Her steps through the city were propelled by sheer will. She was in a haze. Guards spoke. Faeries paused as she passed them. None of it mattered. Seth was gone.
If Bananach or anyone else wanted to hurt her, this would’ve been the time to do it. She was aware of only the constant repetition of his message in her ears as she played it over and over.
By the time she reached the loft, all she knew of life was reduced to one fact: Seth had left.
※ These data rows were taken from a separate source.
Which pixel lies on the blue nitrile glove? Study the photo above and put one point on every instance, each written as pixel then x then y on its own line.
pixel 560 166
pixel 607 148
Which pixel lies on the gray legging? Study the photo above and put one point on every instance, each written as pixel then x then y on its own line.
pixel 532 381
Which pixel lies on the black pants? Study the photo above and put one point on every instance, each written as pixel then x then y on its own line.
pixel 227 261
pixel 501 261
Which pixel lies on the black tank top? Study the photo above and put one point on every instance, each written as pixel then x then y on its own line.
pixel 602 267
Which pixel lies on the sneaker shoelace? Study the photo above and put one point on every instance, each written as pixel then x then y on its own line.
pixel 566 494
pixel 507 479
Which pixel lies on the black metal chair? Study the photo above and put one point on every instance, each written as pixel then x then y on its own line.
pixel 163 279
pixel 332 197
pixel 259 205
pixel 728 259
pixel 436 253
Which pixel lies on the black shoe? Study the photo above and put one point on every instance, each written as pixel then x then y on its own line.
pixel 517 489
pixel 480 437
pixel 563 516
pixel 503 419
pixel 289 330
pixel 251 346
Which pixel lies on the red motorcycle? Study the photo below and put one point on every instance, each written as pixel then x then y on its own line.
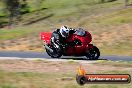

She opened the door. The guards were talking to Keenan. Some noise about her being reckless was filtering from their mouths. Others were speaking more noise. The birds were chattering. It was all meaningless.
Keenan stood in the middle of the room; all around him, birds swooped among the trees
and vines he kept in the loft. The sight of it usually made her feel a loosening of tension. It didn’t this time.
“He’s gone,” she said.
“What?” Keenan didn’t glance away from Aislinn or move toward her.
“Seth. He left.” She still wasn’t sure if she was more frightened or more hurt. “He’s gone.”
Without a sound, the room emptied of everyone but Aislinn and Keenan. Tavish, the Summer Girls, Quinn, several rowan—they all slipped away.
“Seth left?”
She sat down on the floor, not bothering to walk the rest of the way into the room. “He says he’ll call, but…I don’t know where or why or anything. He was upset with me, and now he’s gone. When he left the loft the other night, he said he needed space, but I didn’t think he meant this. I keep calling. He’s not answering.”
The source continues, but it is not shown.